I started the border hedge with a row of Salix integra (Japanese Dappled Willow). This is a good plant for a deciduous hedge as it could grow up to 10 feet tall, grows quick, responds well to pruning, and likes the moist area where the hedge is to be planted. It also has some unique foliage as its new growth emerges in spring with a dappled variegation. I will probably incorporate some butterfly bushes and some ornamental grasses in some way to close up the hedge more and add some different plants for seasonal interest.

The Herb Garden

Since it’s too cold to really do much outside this project is still in the planning stage. What I need to decide on is whether to attempt a knot garden, go for a formal herb garden look, or allow it to become a more random natural looking bed. A knot garden would be neat but those are very difficult to plan out.
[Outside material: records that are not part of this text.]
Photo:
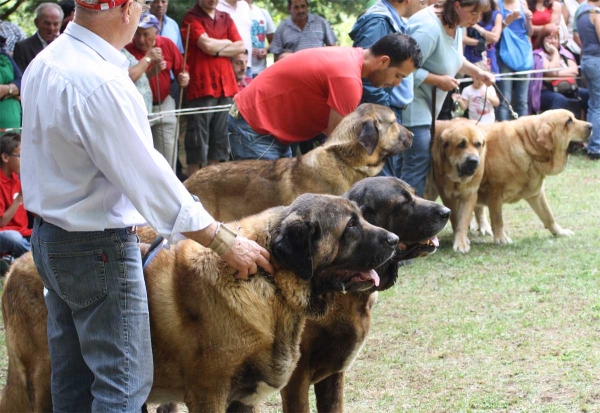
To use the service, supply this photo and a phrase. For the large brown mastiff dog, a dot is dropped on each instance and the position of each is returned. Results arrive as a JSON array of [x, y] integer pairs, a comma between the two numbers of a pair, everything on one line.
[[457, 167], [217, 341], [331, 343], [520, 155], [356, 149]]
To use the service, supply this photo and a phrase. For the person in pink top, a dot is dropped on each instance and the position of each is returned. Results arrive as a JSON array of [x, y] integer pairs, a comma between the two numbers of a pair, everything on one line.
[[309, 93]]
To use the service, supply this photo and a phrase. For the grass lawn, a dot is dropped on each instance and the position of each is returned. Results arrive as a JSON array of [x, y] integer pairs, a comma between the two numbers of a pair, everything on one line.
[[513, 328]]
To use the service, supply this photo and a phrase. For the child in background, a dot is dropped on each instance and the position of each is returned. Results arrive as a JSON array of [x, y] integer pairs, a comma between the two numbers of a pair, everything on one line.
[[14, 234], [473, 98]]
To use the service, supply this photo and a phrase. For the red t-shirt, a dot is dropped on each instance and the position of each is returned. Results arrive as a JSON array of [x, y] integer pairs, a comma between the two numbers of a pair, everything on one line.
[[291, 99], [9, 189], [174, 60], [209, 75]]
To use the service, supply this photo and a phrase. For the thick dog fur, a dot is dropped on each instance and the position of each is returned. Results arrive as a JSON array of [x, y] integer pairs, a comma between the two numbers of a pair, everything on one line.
[[356, 149], [520, 154], [457, 168], [217, 341], [331, 343]]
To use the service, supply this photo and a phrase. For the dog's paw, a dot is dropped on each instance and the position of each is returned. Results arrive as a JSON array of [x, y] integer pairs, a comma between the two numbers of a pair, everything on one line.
[[463, 246], [502, 240], [473, 225], [485, 229], [561, 232]]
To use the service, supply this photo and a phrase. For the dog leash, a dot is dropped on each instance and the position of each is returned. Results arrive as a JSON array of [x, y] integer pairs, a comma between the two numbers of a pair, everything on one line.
[[513, 114]]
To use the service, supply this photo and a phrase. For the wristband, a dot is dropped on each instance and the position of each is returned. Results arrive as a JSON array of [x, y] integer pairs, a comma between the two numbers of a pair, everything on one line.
[[223, 239]]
It would be interesting to try though.

Use the Wood

A short time ago I picked up some used lumber for some projects. I had several ideas for the wood including some raised beds for starting perennials and cuttings, making some wooden planters, building a small bridge over a drainage ditch (I’ll expand on that one later), and using it for an arbor.

The perennial planting bed would be one of the easiest to do since I just want a place to start my perennials from seed to transplant later. All I need is to get some deck screws and cut the boards to fit. Six inches deep would be plenty for these beds which conveniently is the width of these boards. Then I would fill with dirt and be done.

The wooden planters would look nice but take a but more planning and work. They would need to be sanded and painted to match the house color (or at least come close).

The bridge will cover a small drainage ditch in the back yard. I thought of filling it in at one point but now I think turning it into a dry creek bed might be the best way to go. On the other side of the bridge is a shady area that may one day become a shade garden with all sorts of good shade plants.

The arbor is probably the easiest to construct. I just need to get some 4″x 4″s, 2″x 2″s, and some bolts. I’m not planning on anything fancy just a basic entry arbor to our shade grove in the back corner of the yard.

Where to Start?

By far the most important project to be right now is the veggie bed. We’re ordering several types of seeds to start and better have a place for them to go! We do have a little time for that since the last frost date is usually April 15th. Here is the prioritized list based of three factors: time, money, and convenience.

1. Perennial Bed and Arbor – tie
3. Fix the Deck rail
4. Lattice work around the deck
5. Veggie Garden Raised Beds
6. Install planting bed around deck
7. Deciduous Hedge
8. Herb Garden
9. Re-pot houseplants
10. Weeds – at any time!
11. Install the patio

I may not stick to this order but it all needs done at some point. The deciduous hedge and herb garden need to wait until spring for planting.


Dave has written since 2007. He gardens on an acre and a half where he raises his 4 children. He enjoys growing vegetables, herbs, and propagating plants. Dave has a side business growing and selling heirloom vegetables and herb plants through Blue Shed Gardens and works as a real estate agent in Spring Hill, TN.

This Post Has 4 Comments

  1. So much to do and so little time in each day to do them! Looks like you are getting a nice list together and order. Now I am guessing you will change and add on to that list a thousand times before you acomplish it all… LOL…

  2. I just found your blog — very lively and inspiring! You’ve inspired me to get moving on my own spring garden plans. Thanks for sharing.

  3. Skeeter, I think you hit the nail on the head. It is a very organized person who does not change or add to his list, but isn’t it nice to cross off projects as they are completed?

  4. Skeeter,

    I’m sure you are right! I have already thought of things to add to the list. In fact I forgot about my slope garden and my ornamental grass areas. The thing with a to-do list is to understand that it will always change. It will grow but I think I can accomplish most of this. We’ll see!

    The Illustrated Garden,

    Thanks for the nice comments! I visited your site yesterday, do you draw your own drawings? They looked really good!


    I agree crossing off the projects gives you a sense of accomplishment!